I have done the following
Accessing an existing App Engine Datastore from another platform (https://cloud.google.com/datastore/docs/activate) - permissions with service account + private key
Installed the Python SDK - confirmed SDK files are files are in
/usr/local/lib/python2.7/site-packages/google_appengine
/usr/local/google_appengine/google/appengine/*** (api,base,client,datastore,...,ext,etc.)
Running a print sys.path shows (among other paths)
/usr/local/Cellar/python/2.7.8_1/Frameworks/Python.framework/Versions/2.7/lib/python2.7/site-packages/google_appengine,
/usr/local/Cellar/python/2.7.8_1/Frameworks/Python.framework/Versions/2.7/lib/python2.7/site-packages/gtk-2.0', '/Library/Python/2.7/site-packages,
/usr/local/lib/python2.7/site-packages,
/usr/local/lib/python2.7/site-packages/google_appengine, /usr/local/lib/python2.7/site-packages/gtk-2.0
Did the export
export DATASTORE_SERVICE_ACCOUNT=...
export DATASTORE_PRIVATE_KEY_FILE=... (full path to .p12 file)
export DATASTORE_DATASET=...
export PYTHONPATH="$PYTHONPATH:/usr/local/google_appengine"

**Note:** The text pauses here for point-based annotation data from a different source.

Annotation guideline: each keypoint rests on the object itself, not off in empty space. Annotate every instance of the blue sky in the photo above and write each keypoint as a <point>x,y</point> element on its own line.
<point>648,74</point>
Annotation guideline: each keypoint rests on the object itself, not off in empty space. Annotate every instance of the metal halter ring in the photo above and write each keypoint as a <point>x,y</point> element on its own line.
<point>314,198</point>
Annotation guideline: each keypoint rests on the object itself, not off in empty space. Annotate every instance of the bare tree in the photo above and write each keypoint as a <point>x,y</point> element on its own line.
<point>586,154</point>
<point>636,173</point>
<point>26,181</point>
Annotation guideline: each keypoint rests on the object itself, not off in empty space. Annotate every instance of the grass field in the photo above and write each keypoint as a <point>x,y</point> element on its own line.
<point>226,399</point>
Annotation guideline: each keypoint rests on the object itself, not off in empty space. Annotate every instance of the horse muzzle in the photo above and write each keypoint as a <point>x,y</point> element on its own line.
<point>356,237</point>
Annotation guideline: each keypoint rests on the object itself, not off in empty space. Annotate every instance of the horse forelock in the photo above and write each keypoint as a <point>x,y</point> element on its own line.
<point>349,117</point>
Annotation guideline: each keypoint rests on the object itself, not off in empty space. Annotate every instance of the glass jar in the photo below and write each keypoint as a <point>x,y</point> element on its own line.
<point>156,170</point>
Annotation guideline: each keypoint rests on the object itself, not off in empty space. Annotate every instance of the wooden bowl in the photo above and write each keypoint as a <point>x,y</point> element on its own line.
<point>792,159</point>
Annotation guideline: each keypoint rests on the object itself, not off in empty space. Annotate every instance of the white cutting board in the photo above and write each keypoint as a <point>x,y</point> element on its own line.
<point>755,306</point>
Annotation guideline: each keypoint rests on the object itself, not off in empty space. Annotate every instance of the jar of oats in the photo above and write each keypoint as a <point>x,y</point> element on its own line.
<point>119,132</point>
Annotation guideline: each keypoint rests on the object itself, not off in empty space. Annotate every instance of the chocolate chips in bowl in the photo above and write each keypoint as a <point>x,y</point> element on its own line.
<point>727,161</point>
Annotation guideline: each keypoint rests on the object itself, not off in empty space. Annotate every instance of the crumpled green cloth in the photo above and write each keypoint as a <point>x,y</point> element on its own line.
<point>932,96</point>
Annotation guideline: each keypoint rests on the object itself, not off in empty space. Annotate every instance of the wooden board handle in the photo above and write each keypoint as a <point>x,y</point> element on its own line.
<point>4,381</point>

Ran the example adams.py file
Created a new entity called "Trivia" with name= hgtg, answer=42 as a record in PROD
However, running a standalone script
from appengine.ext.db import GqlQuery (or from google.appengine.ext.db import GqlQuery)
gives me ImportError:
No module named appengine.ext.db
I then tried to use a local GAE instance but can't figure out how to connect the PROD GAE database instance.
===
The existing GAE application us using the Datastore (Java) in PRODUCTION. In the Developer Console (https://console.developers.google.com/project), this would be under Storage > Cloud Datastore > Query where I would see the "Entities" (or kind). Obviously, there is a fairly limited amount of things you can do here and I don't really want to touch PRODUCTION code to run a query.
Thanks,
Chris